Retired Stratford cop uses The Daily Show as a learning tool
BRIDGEPORT — A retired police officer hoping to help city high school student become more socially and politically engaged took a half dozen Harding High School seniors to New York City last week to see a taping of The Daily Show with Noah Trevor.
Bobby Ramos, who spent 28 years with the Stratford police department and 18 years as a radio host, said the trip exceeded his expectations.
“I wanted them to expand (their) horizons and see possibilities for themselves,” said Ramos, adding one of the students told him she could see herself working at the studio some day.
He plans to make the same trip Wednesday with a group of students from Southern Connecticut State University.
In both cases, sponsors are covering the full cost of train fare, food and books on Trevor’s South African childhood that each participant received.

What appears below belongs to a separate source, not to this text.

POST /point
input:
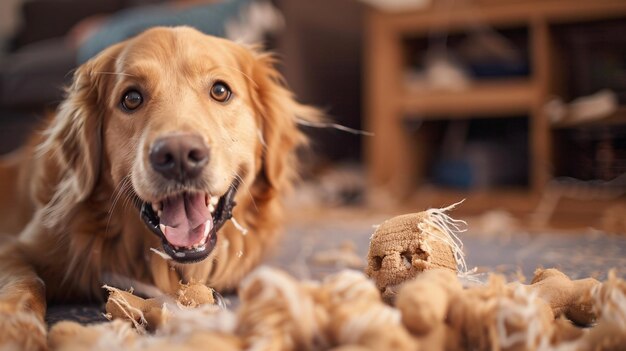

Dayna Clarke, 18, a Harding senior, called the trip truly amazing.
“I have been to New York City before but I have never had an experience like this, “ Clarke said.
She said the book opened her mind.
“I learned that you can turn any negative situation into a positive one,” Clarke said. Noah grew up in South Africa and faced apartheid. “Yet he is still smiling and now he has his own TV show.”
Kiana Johnson, also 18, called it fascinating how Noah can mix politics with comedy.
“I learned that bias is a big problem in today’s society, especially now that there is technology,” said Johnson. “We feed off of what social media projects and we run with it.”
This group is smaller than the 50 or more kids Ramos said he has taken to New York to see Broadway plays or other shows in the past.
Other trips have been closer to home. He once took 40 students to see the movie “42” on the life of Jackie Robinson after spending a couple of hours at Bridgeport’s Mis Thelma’s Restaurant talking about the baseball player who broke the color barrier.
“A motto that I follow that was instilled in me by my parents — and that was echoed by Jackie Robinson (is) — ’A life is not important except for the impact it has on others,” Ramos said.
In 2017, Ramos received the annual Let Freedom Ring awards by the state’s Martin Luther King, Jr. Holiday Commission.